The browser market today is more saturated than ever before. Compared to just a few years ago when Internet Explorer was the dominant force, browsers such as Chrome and Safari have established their own solid market share. The recent proliferation of mobile devices has only accelerated this trend. Many web designers now have dedicated “mobile only” versions of their websites. Some even go the extra mile and create an additional version specifically for tablets. In many ways the web is fragmented. Though it may seem as if a webpage behaves uniformly across browsers, this is far from true. Every browser has its own quirks and serious developers have to ensure that their websites work properly on all of them.
It’s not enough to merely cater to the major players who have a large market share. Even a relatively minor browser like Opera which has a tiny presence worldwide, has achieved significant adoption in many Eastern European countries such as Ukraine where it commands a 43% market share. If your application caters to these countries, you simply cannot afford to ignore the way your webpage renders in these browsers. Cross browser testing of your website is not just another tick off a checklist – it is an essential component of your testing environment.
Top Browser Version per Country (Statcounter)
Standalone vs Online Services
Cross browser testing tools fall into two broad categories – those where you can test webpages over the Internet, and applications that you install on your computer.
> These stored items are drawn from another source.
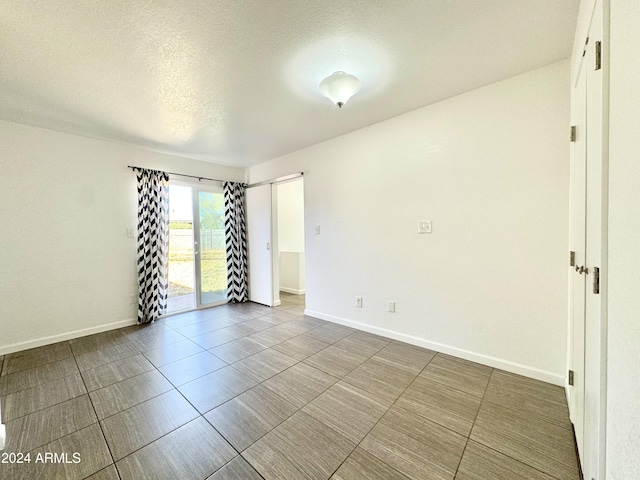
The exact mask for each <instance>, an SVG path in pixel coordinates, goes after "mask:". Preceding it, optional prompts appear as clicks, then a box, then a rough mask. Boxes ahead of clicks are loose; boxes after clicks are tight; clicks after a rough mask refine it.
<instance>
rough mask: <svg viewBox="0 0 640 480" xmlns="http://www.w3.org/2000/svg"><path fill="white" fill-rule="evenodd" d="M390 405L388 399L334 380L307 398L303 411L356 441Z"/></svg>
mask: <svg viewBox="0 0 640 480" xmlns="http://www.w3.org/2000/svg"><path fill="white" fill-rule="evenodd" d="M390 406H391V402H385V401H384V400H381V399H379V398H378V397H374V396H373V395H372V394H370V393H367V392H365V391H364V390H361V389H359V388H358V387H354V386H353V385H350V384H348V383H344V382H338V383H336V384H335V385H333V386H332V387H330V388H329V389H328V390H326V391H325V392H324V393H322V394H320V395H319V396H318V397H316V398H315V399H314V400H313V401H311V403H309V404H308V405H307V406H306V407H304V409H303V411H304V412H305V413H308V414H309V415H311V416H312V417H313V418H315V419H316V420H319V421H320V422H322V423H324V424H325V425H327V426H328V427H331V428H332V429H334V430H335V431H336V432H338V433H339V434H341V435H342V436H343V437H345V438H347V439H348V440H351V441H352V442H353V443H355V444H358V443H360V441H361V440H362V439H363V438H364V437H365V435H367V433H369V431H370V430H371V429H372V428H373V426H374V425H375V424H376V423H377V422H378V420H380V418H382V416H383V415H384V413H385V412H386V411H387V409H388V408H389V407H390Z"/></svg>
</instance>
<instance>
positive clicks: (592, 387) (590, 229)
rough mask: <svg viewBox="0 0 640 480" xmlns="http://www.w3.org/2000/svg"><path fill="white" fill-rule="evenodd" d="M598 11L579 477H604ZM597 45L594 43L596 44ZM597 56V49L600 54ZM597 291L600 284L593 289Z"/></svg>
mask: <svg viewBox="0 0 640 480" xmlns="http://www.w3.org/2000/svg"><path fill="white" fill-rule="evenodd" d="M602 20H603V11H602V4H601V2H599V1H598V2H596V8H595V10H594V14H593V18H592V20H591V26H590V27H589V43H588V44H587V53H586V55H585V67H586V68H585V69H584V70H585V71H586V77H587V92H586V108H587V132H588V134H587V135H588V136H587V150H586V177H587V178H586V200H587V203H586V232H585V233H586V251H585V254H586V260H585V267H586V269H587V272H586V275H585V276H586V280H587V284H586V295H585V332H584V334H585V339H584V342H585V364H584V372H585V373H584V418H585V424H584V446H583V447H584V450H583V457H584V460H583V462H582V468H583V473H584V477H585V478H589V479H591V478H594V479H602V478H604V462H602V461H601V458H602V455H601V454H603V453H604V435H603V434H604V416H605V415H604V406H605V405H604V395H603V393H604V377H605V368H606V364H605V351H606V345H605V341H606V335H605V332H604V329H603V327H604V322H603V318H605V316H606V313H605V312H603V311H602V300H601V299H602V295H603V293H600V291H598V293H596V290H595V289H594V281H597V278H599V277H600V276H601V273H602V269H603V254H602V252H603V241H602V240H603V238H606V236H605V235H604V229H605V228H606V227H605V222H604V221H603V218H606V217H605V215H606V205H605V203H604V202H603V198H604V196H603V187H604V184H603V90H602V72H603V69H602V68H597V67H596V56H597V55H598V53H596V52H597V50H600V51H601V50H602V39H603V28H602V27H603V23H602ZM598 45H600V46H599V47H598ZM600 55H601V54H600ZM599 290H602V289H599Z"/></svg>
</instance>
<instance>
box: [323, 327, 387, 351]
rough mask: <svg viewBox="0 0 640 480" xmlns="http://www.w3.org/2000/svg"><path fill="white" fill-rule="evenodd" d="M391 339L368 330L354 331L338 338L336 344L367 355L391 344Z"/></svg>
mask: <svg viewBox="0 0 640 480" xmlns="http://www.w3.org/2000/svg"><path fill="white" fill-rule="evenodd" d="M389 343H391V342H390V340H387V339H383V338H382V337H378V336H377V335H372V334H370V333H366V332H354V333H352V334H351V335H349V336H347V337H344V338H343V339H342V340H338V341H337V342H336V343H335V344H334V345H335V346H336V347H338V348H342V349H343V350H347V351H349V352H354V353H359V354H360V355H364V356H366V357H371V356H372V355H375V354H376V353H378V352H379V351H380V350H382V349H383V348H384V347H386V346H387V345H389Z"/></svg>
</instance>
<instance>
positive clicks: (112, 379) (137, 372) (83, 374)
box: [82, 353, 154, 392]
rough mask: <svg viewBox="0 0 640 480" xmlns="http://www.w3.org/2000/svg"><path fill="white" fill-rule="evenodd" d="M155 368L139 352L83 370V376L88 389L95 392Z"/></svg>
mask: <svg viewBox="0 0 640 480" xmlns="http://www.w3.org/2000/svg"><path fill="white" fill-rule="evenodd" d="M153 369H154V367H153V365H152V364H151V362H149V361H148V360H147V359H146V358H145V357H144V355H142V354H141V353H139V354H138V355H134V356H133V357H127V358H124V359H122V360H118V361H115V362H112V363H107V364H106V365H101V366H100V367H96V368H92V369H90V370H85V371H83V372H82V378H83V379H84V383H85V385H86V386H87V390H89V391H90V392H93V391H94V390H98V389H100V388H104V387H108V386H109V385H113V384H114V383H118V382H121V381H123V380H126V379H127V378H131V377H135V376H136V375H140V374H142V373H145V372H148V371H150V370H153Z"/></svg>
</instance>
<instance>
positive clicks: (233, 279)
mask: <svg viewBox="0 0 640 480" xmlns="http://www.w3.org/2000/svg"><path fill="white" fill-rule="evenodd" d="M246 188H247V186H246V185H245V184H244V183H235V182H222V189H223V191H224V236H225V243H226V245H227V285H228V287H227V288H228V290H227V291H228V294H227V298H228V301H229V302H232V303H241V302H246V301H247V300H248V299H249V294H248V289H247V237H246V226H245V221H244V192H245V189H246Z"/></svg>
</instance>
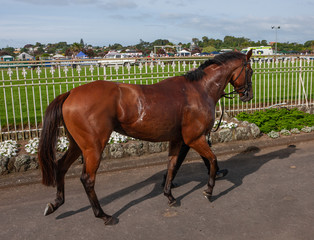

Both have their uses. But if you’re a professional web designer, a standalone tool is indispensable.
Online services are great for quick and ad hoc testing. Simply input the URL of your website and you can get an idea of how it renders across a variety of browsers. But there are several disadvantages as well. To start off with, you already need a live version of your website before you can test it. So if you don’t want your potential customers to see a broken page, you have to upload your projects to temporary URLs first.
In addition, online testing tools are slow. Depending on the service you use, it can be several minutes before you receive your results. This is due to the inherent lag of Internet services. As mentioned before, if you’re a professional web developer this can get frustrating very quickly.
A standalone cross browser testing tool however mitigates all these problems. You can configure it so that it automatically executes testing whenever you build your project. It doesn’t require your site to be live – it can work directly with HTML webpages stored on your local network. This means it is fast and can also check against a greater variety of web browsers. You can receive screenshots and detailed information instantly without having to wait for a long time.
It also isolates you against failures in Internet connectivity at your end. With a stand-alone testing tool, you can be sure that your website works properly in all browsers before it is ready to go live.
This is not to say that online testing tools are not useful. They are. But they simply cannot match the flexibility and configuration options of a dedicated testing application running locally on your machine.